LR.- Si hay una constante en el comportamiento de los principales responsables de la Guardia Civil es la oficiosidad que marca sus relaciones con el poder político, algo poco usual en la trayectoria del Instituto Armado, hasta el punto de trastocar la jerarquía de intereses, pretiriendo los de la Justicia y la defensa de los ciudadanos en provecho del jefe del Ejecutivo, Pedro Sánchez.

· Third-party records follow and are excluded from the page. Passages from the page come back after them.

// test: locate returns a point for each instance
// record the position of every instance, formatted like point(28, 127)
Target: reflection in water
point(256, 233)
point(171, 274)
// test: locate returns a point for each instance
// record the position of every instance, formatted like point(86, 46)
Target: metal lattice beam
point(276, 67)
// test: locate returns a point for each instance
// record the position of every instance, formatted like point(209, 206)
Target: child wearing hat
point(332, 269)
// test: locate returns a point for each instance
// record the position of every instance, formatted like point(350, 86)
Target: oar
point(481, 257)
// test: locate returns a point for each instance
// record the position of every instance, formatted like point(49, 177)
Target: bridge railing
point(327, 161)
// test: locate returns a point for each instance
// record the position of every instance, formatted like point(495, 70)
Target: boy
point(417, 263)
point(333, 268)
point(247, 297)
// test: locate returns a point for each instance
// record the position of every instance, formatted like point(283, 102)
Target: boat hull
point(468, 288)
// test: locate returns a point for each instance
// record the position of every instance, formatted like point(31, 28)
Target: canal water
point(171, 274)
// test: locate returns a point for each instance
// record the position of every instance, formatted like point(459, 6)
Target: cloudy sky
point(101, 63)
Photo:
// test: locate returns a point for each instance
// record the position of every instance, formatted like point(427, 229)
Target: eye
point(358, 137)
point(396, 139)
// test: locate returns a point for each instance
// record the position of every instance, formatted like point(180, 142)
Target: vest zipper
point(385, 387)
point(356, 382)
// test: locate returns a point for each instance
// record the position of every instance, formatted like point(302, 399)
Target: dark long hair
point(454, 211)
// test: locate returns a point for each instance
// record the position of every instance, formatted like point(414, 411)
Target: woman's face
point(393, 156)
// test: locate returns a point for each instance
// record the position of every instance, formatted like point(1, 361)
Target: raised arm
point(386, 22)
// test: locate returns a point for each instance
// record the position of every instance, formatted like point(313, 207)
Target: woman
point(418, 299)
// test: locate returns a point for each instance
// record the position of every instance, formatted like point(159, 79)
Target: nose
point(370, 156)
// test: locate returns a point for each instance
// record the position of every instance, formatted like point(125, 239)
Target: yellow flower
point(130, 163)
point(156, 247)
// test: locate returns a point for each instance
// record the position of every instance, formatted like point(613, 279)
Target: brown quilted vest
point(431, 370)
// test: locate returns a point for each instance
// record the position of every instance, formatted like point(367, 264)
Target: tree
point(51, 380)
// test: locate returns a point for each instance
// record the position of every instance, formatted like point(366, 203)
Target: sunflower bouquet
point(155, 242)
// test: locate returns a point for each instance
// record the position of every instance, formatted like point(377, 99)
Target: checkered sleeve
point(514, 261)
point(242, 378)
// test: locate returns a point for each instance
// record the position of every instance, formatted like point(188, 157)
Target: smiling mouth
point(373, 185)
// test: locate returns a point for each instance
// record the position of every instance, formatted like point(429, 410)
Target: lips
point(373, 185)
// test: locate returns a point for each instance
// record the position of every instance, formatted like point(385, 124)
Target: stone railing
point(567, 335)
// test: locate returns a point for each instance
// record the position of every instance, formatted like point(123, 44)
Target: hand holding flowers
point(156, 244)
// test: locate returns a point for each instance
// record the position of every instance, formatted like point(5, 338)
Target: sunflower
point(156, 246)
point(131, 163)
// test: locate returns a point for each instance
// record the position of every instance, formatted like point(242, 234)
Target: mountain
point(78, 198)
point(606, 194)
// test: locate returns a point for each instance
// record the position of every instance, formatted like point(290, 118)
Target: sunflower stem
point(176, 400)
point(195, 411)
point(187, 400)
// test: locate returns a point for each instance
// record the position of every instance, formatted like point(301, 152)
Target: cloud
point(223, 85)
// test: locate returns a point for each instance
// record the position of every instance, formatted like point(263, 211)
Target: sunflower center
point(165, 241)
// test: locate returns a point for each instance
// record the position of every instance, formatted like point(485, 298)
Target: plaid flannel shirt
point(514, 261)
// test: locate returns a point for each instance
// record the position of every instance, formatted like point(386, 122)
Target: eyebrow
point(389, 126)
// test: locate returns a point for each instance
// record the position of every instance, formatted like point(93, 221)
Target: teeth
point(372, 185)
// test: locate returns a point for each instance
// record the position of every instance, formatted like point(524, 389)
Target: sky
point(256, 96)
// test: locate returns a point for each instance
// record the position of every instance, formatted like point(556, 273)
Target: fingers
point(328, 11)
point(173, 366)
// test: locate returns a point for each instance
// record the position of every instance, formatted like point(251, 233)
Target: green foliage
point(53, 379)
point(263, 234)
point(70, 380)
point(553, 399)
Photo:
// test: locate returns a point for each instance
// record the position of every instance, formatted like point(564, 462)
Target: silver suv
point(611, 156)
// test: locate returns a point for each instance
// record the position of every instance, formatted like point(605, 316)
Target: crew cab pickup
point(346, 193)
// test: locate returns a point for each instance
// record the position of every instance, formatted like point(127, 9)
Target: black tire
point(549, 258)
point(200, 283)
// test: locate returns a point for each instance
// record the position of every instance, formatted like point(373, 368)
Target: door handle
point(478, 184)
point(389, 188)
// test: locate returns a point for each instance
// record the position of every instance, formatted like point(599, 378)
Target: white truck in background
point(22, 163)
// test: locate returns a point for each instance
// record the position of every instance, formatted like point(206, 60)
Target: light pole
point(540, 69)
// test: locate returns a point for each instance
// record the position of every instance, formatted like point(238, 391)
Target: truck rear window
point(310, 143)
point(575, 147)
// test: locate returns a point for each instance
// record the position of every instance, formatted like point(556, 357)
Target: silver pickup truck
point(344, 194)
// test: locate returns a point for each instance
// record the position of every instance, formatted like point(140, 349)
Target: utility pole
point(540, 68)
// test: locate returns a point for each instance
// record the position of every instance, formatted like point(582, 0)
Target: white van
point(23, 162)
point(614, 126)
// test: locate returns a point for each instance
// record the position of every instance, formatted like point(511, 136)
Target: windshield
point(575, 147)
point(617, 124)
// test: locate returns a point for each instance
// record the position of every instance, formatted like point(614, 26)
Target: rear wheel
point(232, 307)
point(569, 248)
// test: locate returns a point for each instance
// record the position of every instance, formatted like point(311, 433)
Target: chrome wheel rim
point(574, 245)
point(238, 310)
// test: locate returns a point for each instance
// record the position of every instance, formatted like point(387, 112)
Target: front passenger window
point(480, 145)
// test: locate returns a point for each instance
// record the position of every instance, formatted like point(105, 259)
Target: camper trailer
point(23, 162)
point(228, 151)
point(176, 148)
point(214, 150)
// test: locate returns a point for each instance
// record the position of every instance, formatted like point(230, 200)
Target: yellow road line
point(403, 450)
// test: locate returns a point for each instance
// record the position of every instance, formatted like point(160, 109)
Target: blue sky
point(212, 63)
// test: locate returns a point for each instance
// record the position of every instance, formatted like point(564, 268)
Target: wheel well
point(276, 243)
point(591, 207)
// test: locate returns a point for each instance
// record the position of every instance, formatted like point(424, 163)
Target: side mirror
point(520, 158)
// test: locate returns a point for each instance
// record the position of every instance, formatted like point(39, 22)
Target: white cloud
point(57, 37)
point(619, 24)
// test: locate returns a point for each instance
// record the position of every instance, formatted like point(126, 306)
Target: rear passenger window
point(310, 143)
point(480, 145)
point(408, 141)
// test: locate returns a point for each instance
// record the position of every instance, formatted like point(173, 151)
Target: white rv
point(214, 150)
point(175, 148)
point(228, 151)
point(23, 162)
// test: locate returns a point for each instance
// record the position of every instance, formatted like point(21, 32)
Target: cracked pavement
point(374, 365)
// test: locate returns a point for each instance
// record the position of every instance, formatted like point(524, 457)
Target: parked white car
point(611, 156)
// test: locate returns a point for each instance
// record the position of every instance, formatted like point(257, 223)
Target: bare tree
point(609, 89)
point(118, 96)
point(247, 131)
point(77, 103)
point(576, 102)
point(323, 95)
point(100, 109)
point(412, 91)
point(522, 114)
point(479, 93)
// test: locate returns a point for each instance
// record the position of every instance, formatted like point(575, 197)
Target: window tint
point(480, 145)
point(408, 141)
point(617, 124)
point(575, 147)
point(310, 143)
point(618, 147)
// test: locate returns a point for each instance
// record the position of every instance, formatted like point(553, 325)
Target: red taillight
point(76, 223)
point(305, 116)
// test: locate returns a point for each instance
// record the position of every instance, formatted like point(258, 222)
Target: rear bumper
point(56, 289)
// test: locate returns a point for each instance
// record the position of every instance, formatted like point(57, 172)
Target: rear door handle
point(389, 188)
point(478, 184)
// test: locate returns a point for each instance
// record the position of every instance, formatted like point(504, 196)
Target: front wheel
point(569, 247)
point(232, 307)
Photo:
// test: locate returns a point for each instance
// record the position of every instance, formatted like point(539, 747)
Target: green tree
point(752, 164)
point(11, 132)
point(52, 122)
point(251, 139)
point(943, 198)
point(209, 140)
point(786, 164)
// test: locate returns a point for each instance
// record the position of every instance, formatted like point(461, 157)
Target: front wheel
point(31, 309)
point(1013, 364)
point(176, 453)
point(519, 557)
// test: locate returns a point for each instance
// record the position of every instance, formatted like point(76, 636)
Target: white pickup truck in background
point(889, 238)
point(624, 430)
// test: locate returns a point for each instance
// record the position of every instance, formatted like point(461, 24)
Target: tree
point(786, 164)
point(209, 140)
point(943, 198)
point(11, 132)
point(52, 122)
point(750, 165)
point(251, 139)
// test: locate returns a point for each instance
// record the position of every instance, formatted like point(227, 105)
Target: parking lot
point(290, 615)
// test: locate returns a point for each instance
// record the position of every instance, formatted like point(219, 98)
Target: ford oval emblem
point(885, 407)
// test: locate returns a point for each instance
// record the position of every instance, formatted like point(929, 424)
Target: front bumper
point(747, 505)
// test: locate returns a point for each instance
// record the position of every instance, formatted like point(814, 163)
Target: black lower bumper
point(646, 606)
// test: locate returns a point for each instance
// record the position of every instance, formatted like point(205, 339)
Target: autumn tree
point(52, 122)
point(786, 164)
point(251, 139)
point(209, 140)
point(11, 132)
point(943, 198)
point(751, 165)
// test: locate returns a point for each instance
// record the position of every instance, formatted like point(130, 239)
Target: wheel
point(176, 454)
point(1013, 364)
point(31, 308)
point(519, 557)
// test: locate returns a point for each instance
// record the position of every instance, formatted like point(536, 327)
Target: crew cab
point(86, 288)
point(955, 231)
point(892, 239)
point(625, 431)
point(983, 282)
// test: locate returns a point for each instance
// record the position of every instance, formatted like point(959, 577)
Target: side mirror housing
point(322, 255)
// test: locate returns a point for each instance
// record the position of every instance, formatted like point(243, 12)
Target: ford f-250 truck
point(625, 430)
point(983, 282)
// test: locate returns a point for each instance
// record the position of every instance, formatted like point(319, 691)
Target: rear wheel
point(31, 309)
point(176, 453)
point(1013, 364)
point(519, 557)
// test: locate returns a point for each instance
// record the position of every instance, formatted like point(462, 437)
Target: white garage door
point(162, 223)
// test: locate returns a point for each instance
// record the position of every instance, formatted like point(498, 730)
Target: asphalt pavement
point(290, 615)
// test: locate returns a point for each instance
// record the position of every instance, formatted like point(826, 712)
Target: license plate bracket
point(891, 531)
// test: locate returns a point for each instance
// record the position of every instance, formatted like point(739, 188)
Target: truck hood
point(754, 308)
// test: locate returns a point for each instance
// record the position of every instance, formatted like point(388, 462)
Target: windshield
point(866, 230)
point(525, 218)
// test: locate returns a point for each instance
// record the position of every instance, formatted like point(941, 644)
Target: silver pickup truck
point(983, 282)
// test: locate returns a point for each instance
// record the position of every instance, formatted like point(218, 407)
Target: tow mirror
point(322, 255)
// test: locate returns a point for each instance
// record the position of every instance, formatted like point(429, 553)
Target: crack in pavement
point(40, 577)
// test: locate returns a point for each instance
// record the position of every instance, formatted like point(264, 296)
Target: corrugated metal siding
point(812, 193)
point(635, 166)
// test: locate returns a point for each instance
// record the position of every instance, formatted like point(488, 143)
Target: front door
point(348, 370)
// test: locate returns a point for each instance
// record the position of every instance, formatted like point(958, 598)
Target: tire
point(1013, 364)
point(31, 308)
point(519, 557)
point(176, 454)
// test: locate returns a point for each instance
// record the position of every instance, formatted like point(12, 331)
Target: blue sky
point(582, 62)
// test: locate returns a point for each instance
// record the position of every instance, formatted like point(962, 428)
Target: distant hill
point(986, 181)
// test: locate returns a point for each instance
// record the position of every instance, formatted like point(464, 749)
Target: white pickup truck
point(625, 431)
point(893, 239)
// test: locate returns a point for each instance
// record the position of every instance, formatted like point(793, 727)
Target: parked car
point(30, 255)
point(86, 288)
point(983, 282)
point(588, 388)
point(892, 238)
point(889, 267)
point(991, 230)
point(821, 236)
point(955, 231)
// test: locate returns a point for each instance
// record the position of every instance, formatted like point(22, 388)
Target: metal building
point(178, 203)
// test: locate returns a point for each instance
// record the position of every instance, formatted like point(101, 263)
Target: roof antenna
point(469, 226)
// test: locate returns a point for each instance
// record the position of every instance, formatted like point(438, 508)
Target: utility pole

Son varios los casos que dejan maltrecho el honor de la Benemérita ante la opinión pública, desde la cacicada sufrida por el coronel Pérez de los Cobos, corregida por el Tribunal Supremo, hasta los expedientes abiertos contra probos agentes que investigaban la corrupción en el entorno familiar del inquilino de La Moncloa, pasando por la utilización torticera de la representación del Instituto armado en la batalla política contra la presidenta de la Comunidad de Madrid, Isabel Díaz Ayuso, y terminando por el espectáculo de la directora general de la Institución, Mercedes González, y el DAO del Instituto, teniente general Manuel Llamas, aferrándose a sus cargos pese a haber sido imputados por delitos de prevaricación y obstrucción a la justicia, lo que costaría la suspensión del servicio a cualquier miembro de la Benemérita.
Ciertamente, el doble rasero es una de las constantes que rigen el comportamiento del actual Gobierno socialcomunista, por lo que no es cuestión de venir ahora a rasgarse las vestiduras, pero, al menos, podría pedirse a la señora González que no tomara por completamente estúpidos a los ciudadanos, con sus disquisiciones sobre si tomar café con una persona es, o no, participar en una reunión, en este caso, con quien ha resultado ser el factótum en las sombras de las cloacas del PSOE, Leire Díez, incursa en varios procedimientos judiciales y protagonista de una de las líneas de investigación que conducen a la supuesta financiación irregular del partido socialista.
Por supuesto, tanto González como Llamas han recibido el respaldo cerrado del Gobierno, cuestión que, últimamente, no garantiza nada, a tenor de cómo los distintos procedimientos judiciales que van llegando a la vista oral, vienen condenando sin excepción a todos y cada uno de aquellos a los que La Moncloa había declarado inocentes, preventivamente, claro. De hecho, al menos hasta el momento, la Justicia ha ido corroborando por unanimidad las investigaciones, análisis y planteamientos indiciarios que completan la labor de la UCO, criticada desconsideradamente por su propio jefe político en sede parlamentaria, y rechazando las argumentaciones de unas defensas a las que los intereses propios del Gobierno han dejado sin margen de maniobra.
Y, creemos, que la excusa del lawfare, u otras imaginerías surgidas de la propaganda gubernamental están causando poco efecto en una opinión pública que está al cabo de la calle de cómo el presidente del Gobierno viene utilizando cualquier recurso, con tal de permanecer en el poder, aunque sean unos meses más.
A costa, también, del prestigio de la Benemérita, porque no hay una institución del Estado que esté a salvo de la depredación del sanchismo.